#' Set Control Parameters for PRTree
#'
#' This function creates a list of control parameters for the `pr_tree`
#' function, with validation for each parameter.
#'
#' @param sigma_grid Optional, a numeric value, vector or a matrix with
#'   candidate values for the parameter \eqn{\boldsymbol\sigma}, to be passed to
#'   the grid search algorithm.  If a single numeric value is provided, the code
#'   assumes that \eqn{\sigma_j  = \sigma} for all \eqn{j} covariates. If
#'   \code{NULL}, the standard deviations of the columns in \code{X} are used to
#'   create a grid with values in the interval \eqn{(0, 2\hat\sigma_j]}, with
#'   increments of \eqn{\hat\sigma_j/4}, where \eqn{\hat\sigma_j} denotes the
#'   standard deviation of the \eqn{j}th covariate.  The default is \code{NULL}.
#'
#' @param grid_size Optional, the number of candidate values for `sigma` to
#'   generate when `sigma_grid` is `NULL`. Default is 8.
#'
#' @param max_terminal_nodes A non-negative integer. The maximum number of
#'   regions in the output tree. The default is 15.
#'
#' @param cp A positive numeric value. The complexity parameter. Any split that
#'   does not decrease the MSE by a factor of `cp` will be ignored. The
#'   default is 0.01.
#'
#' @param max_depth A non-negative integer. The maximum depth of the decision
#'   tree.

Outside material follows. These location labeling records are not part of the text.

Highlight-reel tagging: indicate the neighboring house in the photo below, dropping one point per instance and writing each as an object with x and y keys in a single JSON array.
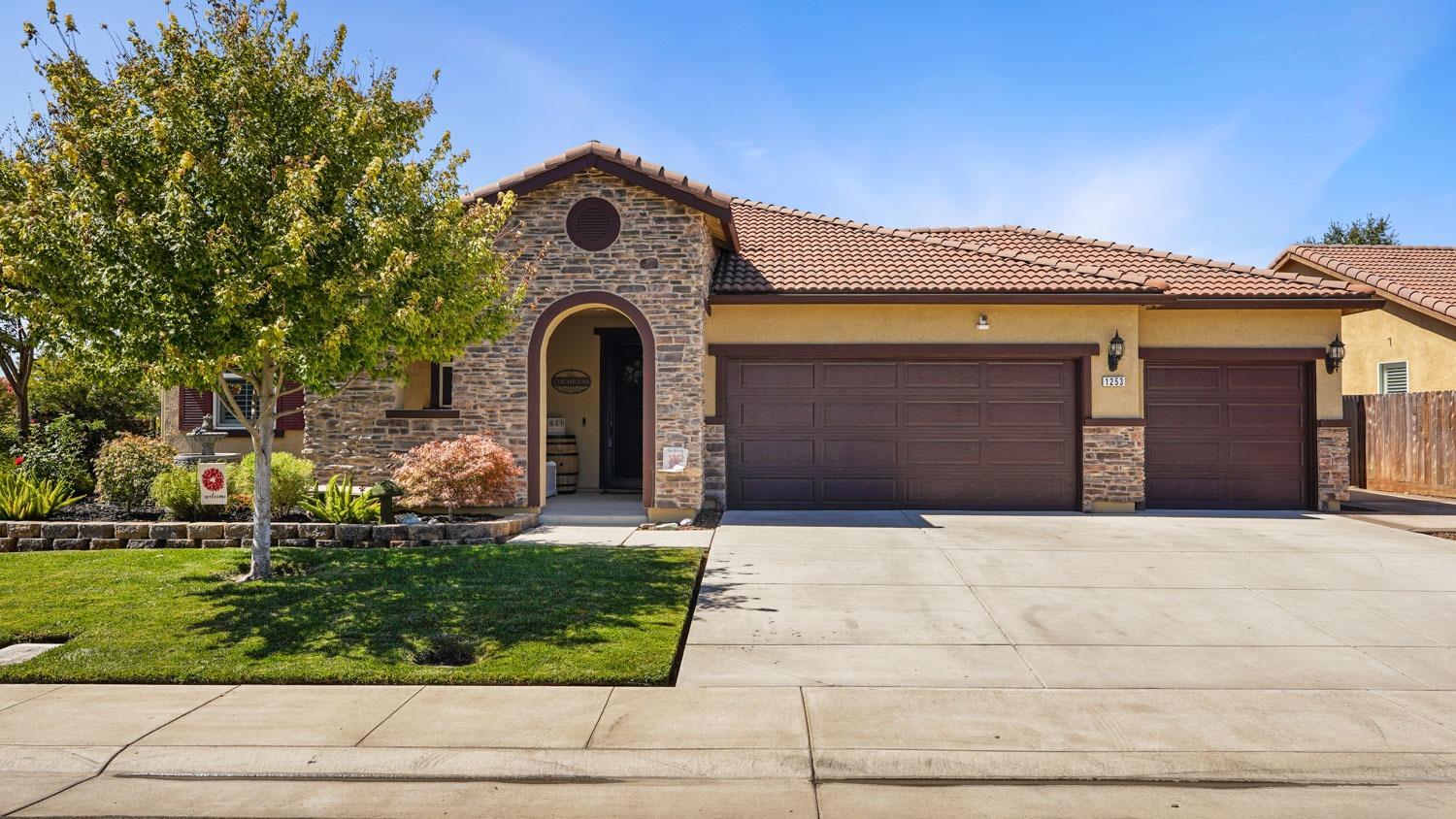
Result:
[
  {"x": 1408, "y": 345},
  {"x": 803, "y": 361}
]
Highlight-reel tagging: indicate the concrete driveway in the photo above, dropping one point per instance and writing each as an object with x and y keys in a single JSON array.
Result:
[{"x": 1197, "y": 600}]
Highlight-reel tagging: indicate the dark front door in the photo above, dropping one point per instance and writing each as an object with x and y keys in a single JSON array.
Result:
[
  {"x": 1228, "y": 435},
  {"x": 620, "y": 410},
  {"x": 814, "y": 431}
]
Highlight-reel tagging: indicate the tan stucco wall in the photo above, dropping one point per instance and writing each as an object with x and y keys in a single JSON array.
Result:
[
  {"x": 955, "y": 323},
  {"x": 290, "y": 441},
  {"x": 1392, "y": 334},
  {"x": 1252, "y": 329},
  {"x": 1398, "y": 334},
  {"x": 576, "y": 345},
  {"x": 938, "y": 323}
]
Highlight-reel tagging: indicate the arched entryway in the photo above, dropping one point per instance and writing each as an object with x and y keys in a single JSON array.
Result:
[{"x": 614, "y": 325}]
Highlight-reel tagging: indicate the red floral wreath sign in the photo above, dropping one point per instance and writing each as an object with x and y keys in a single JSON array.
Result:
[{"x": 213, "y": 478}]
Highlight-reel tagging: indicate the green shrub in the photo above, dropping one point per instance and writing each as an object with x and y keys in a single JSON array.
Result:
[
  {"x": 58, "y": 451},
  {"x": 178, "y": 492},
  {"x": 127, "y": 466},
  {"x": 340, "y": 504},
  {"x": 23, "y": 498},
  {"x": 291, "y": 481}
]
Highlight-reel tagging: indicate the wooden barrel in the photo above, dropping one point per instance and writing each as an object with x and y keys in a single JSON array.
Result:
[{"x": 562, "y": 448}]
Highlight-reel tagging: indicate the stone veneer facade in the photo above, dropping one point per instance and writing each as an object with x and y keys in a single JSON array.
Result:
[
  {"x": 1112, "y": 469},
  {"x": 660, "y": 262},
  {"x": 1333, "y": 449}
]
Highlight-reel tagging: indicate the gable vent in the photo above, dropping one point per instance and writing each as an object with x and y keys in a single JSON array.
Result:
[
  {"x": 593, "y": 224},
  {"x": 1395, "y": 377}
]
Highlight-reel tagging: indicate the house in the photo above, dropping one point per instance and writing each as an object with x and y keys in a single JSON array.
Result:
[
  {"x": 1409, "y": 344},
  {"x": 711, "y": 349}
]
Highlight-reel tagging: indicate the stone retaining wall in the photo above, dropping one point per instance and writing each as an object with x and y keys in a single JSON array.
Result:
[{"x": 47, "y": 536}]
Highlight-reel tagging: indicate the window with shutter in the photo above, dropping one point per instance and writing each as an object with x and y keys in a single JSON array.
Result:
[{"x": 1395, "y": 377}]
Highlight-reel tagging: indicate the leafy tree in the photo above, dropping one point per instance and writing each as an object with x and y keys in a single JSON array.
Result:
[
  {"x": 1369, "y": 230},
  {"x": 229, "y": 200},
  {"x": 17, "y": 349},
  {"x": 76, "y": 381}
]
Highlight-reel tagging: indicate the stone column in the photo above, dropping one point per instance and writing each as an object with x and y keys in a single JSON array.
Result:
[
  {"x": 1334, "y": 467},
  {"x": 1112, "y": 469}
]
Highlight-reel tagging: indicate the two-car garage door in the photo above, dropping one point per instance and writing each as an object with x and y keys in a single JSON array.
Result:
[
  {"x": 821, "y": 429},
  {"x": 1228, "y": 435},
  {"x": 827, "y": 428}
]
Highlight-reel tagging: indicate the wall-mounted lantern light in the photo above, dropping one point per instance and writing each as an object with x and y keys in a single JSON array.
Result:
[
  {"x": 1114, "y": 351},
  {"x": 1334, "y": 354}
]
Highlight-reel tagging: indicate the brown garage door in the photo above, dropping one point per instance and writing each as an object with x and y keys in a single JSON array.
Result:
[
  {"x": 814, "y": 431},
  {"x": 1228, "y": 435}
]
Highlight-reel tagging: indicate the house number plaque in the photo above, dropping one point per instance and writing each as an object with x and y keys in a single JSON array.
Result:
[{"x": 570, "y": 381}]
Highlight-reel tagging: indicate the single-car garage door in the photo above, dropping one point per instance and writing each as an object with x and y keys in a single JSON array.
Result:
[
  {"x": 809, "y": 429},
  {"x": 1228, "y": 435}
]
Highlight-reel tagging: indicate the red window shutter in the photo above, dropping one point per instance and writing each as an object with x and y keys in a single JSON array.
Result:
[
  {"x": 288, "y": 402},
  {"x": 192, "y": 405}
]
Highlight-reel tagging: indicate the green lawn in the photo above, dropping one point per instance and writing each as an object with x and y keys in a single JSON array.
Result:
[{"x": 530, "y": 614}]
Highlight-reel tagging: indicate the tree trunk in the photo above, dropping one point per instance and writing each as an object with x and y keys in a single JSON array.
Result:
[
  {"x": 261, "y": 429},
  {"x": 262, "y": 504}
]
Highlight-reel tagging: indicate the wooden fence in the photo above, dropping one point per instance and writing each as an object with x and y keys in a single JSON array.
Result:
[{"x": 1404, "y": 442}]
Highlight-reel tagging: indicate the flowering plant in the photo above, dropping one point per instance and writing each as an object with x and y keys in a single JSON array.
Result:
[{"x": 471, "y": 470}]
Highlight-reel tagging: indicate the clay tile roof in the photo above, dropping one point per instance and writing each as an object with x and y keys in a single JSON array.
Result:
[
  {"x": 797, "y": 252},
  {"x": 1423, "y": 276},
  {"x": 612, "y": 154},
  {"x": 1187, "y": 277}
]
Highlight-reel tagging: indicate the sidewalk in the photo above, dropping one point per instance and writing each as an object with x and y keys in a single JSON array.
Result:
[
  {"x": 1412, "y": 512},
  {"x": 405, "y": 751}
]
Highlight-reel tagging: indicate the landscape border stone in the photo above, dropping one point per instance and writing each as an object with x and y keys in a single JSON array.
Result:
[{"x": 35, "y": 536}]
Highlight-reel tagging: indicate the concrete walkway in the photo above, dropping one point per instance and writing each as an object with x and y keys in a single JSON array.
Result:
[
  {"x": 1056, "y": 665},
  {"x": 1412, "y": 512},
  {"x": 430, "y": 751},
  {"x": 1237, "y": 601}
]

The depth is defined as the length of the longest path from the root
#'   to a leaf. The default is 14.
#'
#' @param n_min A positive integer, The minimum number of observations in a
#'   final node. The default is `max_terminal_nodes - 1`.
#'
#' @param perc_x A positive numeric value between 0 and 1. Given any
#'   column of \eqn{P}, `perc_x` is the minimum proportion of rows that
#'   must have a probability higher than `p_min` for a
#'   splitting attempt to be made in the corresponding region. The split will be
#'   ignored if any of the resulting regions do not meet the same criterion. The
#'   default is 0.1.
#'
#' @param p_min A positive numeric value. A threshold probability that controls
#'   the splitting process. A splitting attempt is made in a given region only
#'   when the proportion of rows with probability higher than `p_min`, in
#'   the corresponding column of the matrix \eqn{P}, is equal to \code{perc_x}.
#'   The default is 0.05.
#'
#' @param perc_test A numeric value between 0 (inclusive) and 1 (exclusive) that
#'   specifies the proportion of the data to be held out for model validation or
#'   testing. Default is 0.2. The role of this hold-out set depends on the
#'   `sigma_grid`
#'   \itemize{
#'     \item **Validation Set:** If `sigma_grid` contains multiple candidate
#'       \eqn{\sigma} values (`grid_size > 1`), `perc_test` of the data is
#'       used as a validation set to select the best \eqn{\sigma} based on
#'       out-of-sample Mean Squared Error (MSE). If `perc_test` is 0, `sigma`
#'       will be selected based on the MSE for the training sample.
#'
#'     \item **Test Set:** If a single, fixed \eqn{\sigma} is provided
#'       (`grid_size = 1`), `perc_test` of the data is used as a test set to
#'       evaluate the final model's performance. If `perc_test` is 0, the
#'       entire dataset is used for training.
#'   }
#'   The data split is performed using stratified sampling to ensure that the
#'   proportion of observations with missing values is similar across the
#'   training and validation/test sets.
#' @param idx_train Indexes for the training sample. Default is `NULL`, in which
#'   case the indexes are computed based on the `perc_test` argument. If
#'   `idx_train` is provided, `perc_test` is ignored.
#'
#' @param fill_type Integer indicating the method to be used to fill the
#'   probability matrix when `X` has NA's. Default is 2.
#'   \itemize{
#'    \item `0`: uniform (same probability for both child nodes).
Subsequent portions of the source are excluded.